Re: [Cryptography] trojans in the firmware
On Tue, Feb 24, 2015 at 10:48 AM, Kay Rydyger <kay.rydyger@yahoo.co.uk> wrote:
The question was [... firmware spies] The answer is [...] to encrypt data.
No, reading bits from platters or the bus is a partial analysis of the whole firmware question. It's already been suggested in links how firmware can hook the users unencrypted boot binaries through to the users kernel. For that matter, a modified boot chain could be stored in the service area. A user would have to use SecureBoot, TPM, IOMMU, TXT, GELI and perhaps other things, all of them properly, having no holes, together, right now, at least three of which they are unlikely to have ubiquitous access to until a couple hardware generations or personal refresh cycles into the future. An ideal full solution for which is yet to come. Not to mention needing to install it all cleanly (from BTW, an install image which has no reproducible build and no cryptographic chain back to the insecure unsigned source repo anyways). But yeah, let's talk circular instead of about possible actually coding defense in depth such as maybe blocking the most common easiest path a malicious opcode will likely take to irrepairably infect clean hardware in the first place... through the drivers ...

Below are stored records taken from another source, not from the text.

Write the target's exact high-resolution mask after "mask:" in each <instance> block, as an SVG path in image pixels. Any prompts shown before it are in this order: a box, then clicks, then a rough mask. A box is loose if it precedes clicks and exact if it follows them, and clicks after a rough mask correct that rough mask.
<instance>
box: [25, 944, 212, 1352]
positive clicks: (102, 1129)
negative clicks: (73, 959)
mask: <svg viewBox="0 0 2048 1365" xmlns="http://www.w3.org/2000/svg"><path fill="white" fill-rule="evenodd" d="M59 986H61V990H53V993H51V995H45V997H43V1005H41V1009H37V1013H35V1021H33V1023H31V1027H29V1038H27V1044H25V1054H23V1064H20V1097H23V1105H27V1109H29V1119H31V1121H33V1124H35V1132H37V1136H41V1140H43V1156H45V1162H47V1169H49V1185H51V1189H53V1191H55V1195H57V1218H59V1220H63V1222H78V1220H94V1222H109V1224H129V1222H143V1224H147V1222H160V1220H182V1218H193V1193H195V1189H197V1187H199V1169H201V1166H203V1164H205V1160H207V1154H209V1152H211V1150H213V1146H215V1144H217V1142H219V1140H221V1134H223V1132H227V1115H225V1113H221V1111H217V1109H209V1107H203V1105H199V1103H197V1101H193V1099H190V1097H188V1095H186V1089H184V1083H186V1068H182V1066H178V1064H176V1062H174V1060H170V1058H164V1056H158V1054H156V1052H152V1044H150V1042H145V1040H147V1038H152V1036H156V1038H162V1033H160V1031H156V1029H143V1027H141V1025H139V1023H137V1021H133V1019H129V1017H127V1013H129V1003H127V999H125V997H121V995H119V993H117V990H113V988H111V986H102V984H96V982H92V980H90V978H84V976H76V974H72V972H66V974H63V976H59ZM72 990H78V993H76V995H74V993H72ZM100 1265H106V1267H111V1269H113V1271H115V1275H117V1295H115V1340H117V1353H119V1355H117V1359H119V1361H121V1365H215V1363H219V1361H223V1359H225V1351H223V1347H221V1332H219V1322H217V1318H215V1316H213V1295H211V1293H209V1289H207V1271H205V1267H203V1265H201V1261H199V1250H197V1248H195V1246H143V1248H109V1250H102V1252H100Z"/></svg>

There is no threat to freebsd
... because at least Unix is said to be immune to threat... http://www.freebsd.org/security/advisories.html http://www.openbsd.org/errata56.html http://web.nvd.nist.gov/view/vuln/search-results?query=linux+kernel&search_type=last3years&cves=on
Weaknesses of this measure are remote and highly costly for the attacker. If one is such a person of interest
It's already been talked how this tech will be integrated into everyday run of the mill malware. And how users will be subject to infected drives via second purchase, inheritance (both from other people and from other operating systems), use of hosting services, trading, booting CD's, etc. Persistant malware in users boot chains is nasty, users don't have to be of interest or be targeted, the code doesn't care, grandma's surfbox could get it. Please learn to email... trim the original to the minimum needed for context, reply inline below, and stop copying 400 line digests with meaningless digest subject lines out to everyone on the list. On whenever, someone else wrote:
Since the chip holding the firmware has leads through which it is loaded with the firmware, is it not possible to disable or burn (with laser) or cut just the leads through which the chip is WRITTEN to (in order to re-program it)?
Depends on the design. The hacking links or docs from the drive/chip vendors would be more helpful there.